Virginia Raggi vuole riaprire la discarica di Albano Laziale. La Regione però ha scelto la strada dell’ordinanza per prorogare di dieci giorni il conferimento a Viterbo. E Massimiliano Valeriani, assessore regionale al ciclo dei rifiuti, ha affermato: “Ennesimo segnale della drammatica confusione e approssimazione che regna in Campidoglio. In questi anni la  Regione Lazio ha aiutato Roma in tutti i modi, ma soprattutto in questi mesi ha tentato di evitare l’emergenza rifiuti nella Capitale e si è fatta carico, con le altre province laziali, di accogliere e gestire i rifiuti romani. Questo perché l’Amministrazione comunale in questi 5 anni non ha compiuto alcuna scelta che servisse a risolvere davvero la questione rifiuti, rifiutandosi di adempiere alle proprie competenze stabilite per legge”. (Leggi qui Rifiuti, per l’emergenza si va ad Albano).

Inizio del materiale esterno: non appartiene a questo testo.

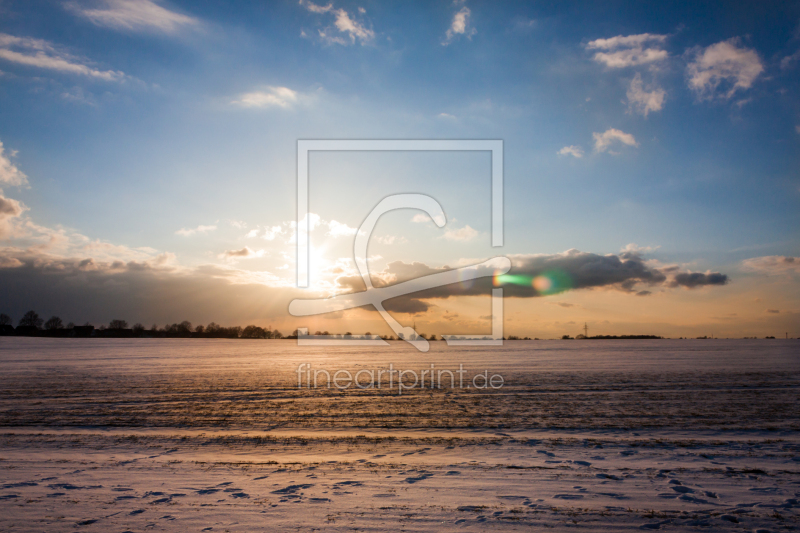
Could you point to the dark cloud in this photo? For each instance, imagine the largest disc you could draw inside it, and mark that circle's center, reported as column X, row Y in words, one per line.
column 86, row 289
column 9, row 207
column 405, row 304
column 692, row 280
column 572, row 269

L’atto d’accusa non lascia margini. “Il risultato è una città piena di rifiuti e una tassa, che pesa sulle tasche dei romani, tra le più alte in Italia a causa della necessità di conferire i rifiuti altrove, visto che Roma, la capitale d’Italia, non è autosufficiente. Senza contare la raccolta differenziata ferma da anni al 45%. Anche questa volta la Regione Lazio si assumerà le sue responsabilità accogliendo la richiesta unanime dei partecipanti alla riunione istituzionale di prorogare l’ordinanza che prevede il conferimento dei rifiuti romani nella discarica di Viterbo. Ora la Raggi dimostri di essere sindaco e individui i siti sul territorio comunale dove realizzare gli impianti necessari alla chiusura del ciclo dei rifiuti”. 

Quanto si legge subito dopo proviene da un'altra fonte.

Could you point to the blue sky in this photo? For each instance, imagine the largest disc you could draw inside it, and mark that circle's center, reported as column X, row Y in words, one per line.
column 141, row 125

In effetti in cinque anni la questione dell’individuazione di una discarica non è stata risolta. Neppure affrontata.

Pensavano di usare Roccasecca

Gli impianti Mad

C’è un dettaglio chiave che emerge sempre di più in tutta la sua chiarezza: tutto è nato dall’esaurimento del quarto bacino della discarica di Roccasecca. Con quattro anni di anticipo rispetto alla scadenza prevista (2026) proprio perché in questi anni Frosinone ha contribuito a ricevere i rifiuti di Roma. Tutto è collassato quando il gestore (la Mad) ha detto basta e non ha portato avanti il progetto che la autorizzava a realizzare un 5° invaso nel quale interrare i rifiuti a Roccasecca ancora per anni.

La Ciociaria aveva un sistema da fiore all’occhiello. Aveva la discarica (quella di Roccasecca, della Mad), ha la Saf, società pubblica composta dai Comuni che tratta i rifiuti nel sito di Colfelice. Ha il termovalorizzatore (San Vittore). I tre elementi consentono di essere autonomi nella gestione dei rifiuti: il sacchetto dell’immondizia viene raccolto, fatto decantare nelle stazioni di trasferenza, portato a Colfelice quando ormai è inerte e viene lavorato per recuperare il possibile e trasformare il resto in combustibile per termovaloizzatore; brucia a San Vittore producendo energia elettrica.

Il presidente sordo alla piazza

FRANCESCO SCALIA. (FOTO: SARA MINELLI / IMAGOECONOMICA)

E quando tanti anni fa Francesco Scalia, allora presidente della Provincia, ebbe l’intuizione della Saf e chiuse le centinaia di discariche sparse sul territorio, in pochissimi capirono che la provincia di Frosinone non avrebbe conosciuto per anni l’emergenza rifiuti. C’erano le manifestazioni in piazza: davanti al palazzo della Provincia venne impiccato un manichino che rappresentava il presidente Scalia.

In questi anni di tranquillità, nei quali Roma e Napoli invece hanno vissuto il caos, nessuno si è reso conto che anche noi saremmo finiti con l’immondizia in strada se non ci fosse stato il coraggio di Scalia e la sua capacità di rimanere sordo di fronte alle urla della piazza.

Adesso è saltato tutto per vari motivi. E addirittura si parla di requisire alcuni terreni della discarica di Roccasecca per ultimare il quinto invaso. A servizio però dei rifiuti di Roma. Non di quelli della provincia di Frosinone. Non è solo un paradosso. È un’assurdità. Il fatto è uno solo: il Comune di Roma in cinque anni non ha neppure affrontato il tema di una discarica propria.